The gas-phase chemistry of cis-diammineplatinum(II) complexes:: A joint experimental and theoretical study

Prior to reactions with DNA, the anticancer drug cisplatin [Pt-II(NH3)(2)Cl-2] forms a series of solvolysis intermediates by successive replacement of the chloro ligands by water or hydroxyl groups. The bonding of water to Pt-II is weak, and it is easily substituted by donor ligands present in the solution, for example, amines or alcohols. We studied such compounds using high-resolution electrospray mass spectrometry with a linear ion trap and DFT computations. This combination allows for the first time a detailed description of the reactions initiated by the central atom of the complexes. Positively charged cisplatin adducts with primary and secondary alcohols ([Pt-II(NH3)(2)(ROH)Cl](+)) show unexpected reactions when fragmented in a tin-ear ion trap. Either water loss is accompanied by formation of the corresponding carbene complex, or loss of the corresponding aldehyde/ketone leads to the formation of the complex [Pt(NH3)(2)(H-2)Cl](+). Complete loss of the alcohol ligand is not observed for kinetic reasons. A detailed investigation by DFT and molecular dynamics for the cisplatin/methanol complex [Pt-II(NH3)(2)(CH3OH)Cl](+) allowed identification of the reaction mechanisms leading to the observed fragmentation patterns.
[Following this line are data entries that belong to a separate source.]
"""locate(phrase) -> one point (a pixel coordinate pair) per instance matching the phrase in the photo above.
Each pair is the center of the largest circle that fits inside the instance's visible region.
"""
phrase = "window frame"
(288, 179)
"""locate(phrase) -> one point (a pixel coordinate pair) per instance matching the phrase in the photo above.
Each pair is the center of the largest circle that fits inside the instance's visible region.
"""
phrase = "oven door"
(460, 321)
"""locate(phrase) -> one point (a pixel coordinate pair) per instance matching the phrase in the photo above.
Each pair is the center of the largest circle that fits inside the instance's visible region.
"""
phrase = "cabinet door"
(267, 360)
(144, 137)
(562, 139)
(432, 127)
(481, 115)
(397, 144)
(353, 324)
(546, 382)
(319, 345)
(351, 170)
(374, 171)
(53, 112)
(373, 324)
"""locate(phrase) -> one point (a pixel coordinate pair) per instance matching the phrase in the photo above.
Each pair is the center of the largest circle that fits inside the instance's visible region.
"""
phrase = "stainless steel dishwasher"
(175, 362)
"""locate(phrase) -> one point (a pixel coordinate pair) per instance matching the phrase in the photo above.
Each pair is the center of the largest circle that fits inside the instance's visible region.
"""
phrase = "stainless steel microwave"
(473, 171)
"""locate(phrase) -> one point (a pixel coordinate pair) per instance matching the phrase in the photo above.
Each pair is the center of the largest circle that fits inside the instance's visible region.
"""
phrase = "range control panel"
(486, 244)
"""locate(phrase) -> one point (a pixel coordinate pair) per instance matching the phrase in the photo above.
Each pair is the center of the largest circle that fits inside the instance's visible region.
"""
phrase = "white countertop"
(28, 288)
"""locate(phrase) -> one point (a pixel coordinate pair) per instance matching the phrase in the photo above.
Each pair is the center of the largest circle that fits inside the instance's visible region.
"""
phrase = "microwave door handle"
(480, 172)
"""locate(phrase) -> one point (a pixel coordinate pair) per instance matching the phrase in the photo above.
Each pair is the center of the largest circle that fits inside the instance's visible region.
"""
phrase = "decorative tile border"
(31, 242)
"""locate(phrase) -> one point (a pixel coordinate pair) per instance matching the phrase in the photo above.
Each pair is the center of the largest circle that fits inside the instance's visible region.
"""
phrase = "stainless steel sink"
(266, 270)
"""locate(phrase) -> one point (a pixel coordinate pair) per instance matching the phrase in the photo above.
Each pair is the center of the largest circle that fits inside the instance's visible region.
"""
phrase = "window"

The initial step for both fragmentation pathways is activation of the alpha-CH bond, and subsequent H transfer within the complex Direct activation of the OH or CO bond is less favorable. Ligands bound to the the Pt-II center such as the chloro ligand con directly catalyze the reaction by intermediate binding of H atoms. Upon collision activation, adducts without an a-H atom such as [Pt(NH3)(2){(CH3)(3)COH}Cl](+) show loss of water or the corresponding alkene.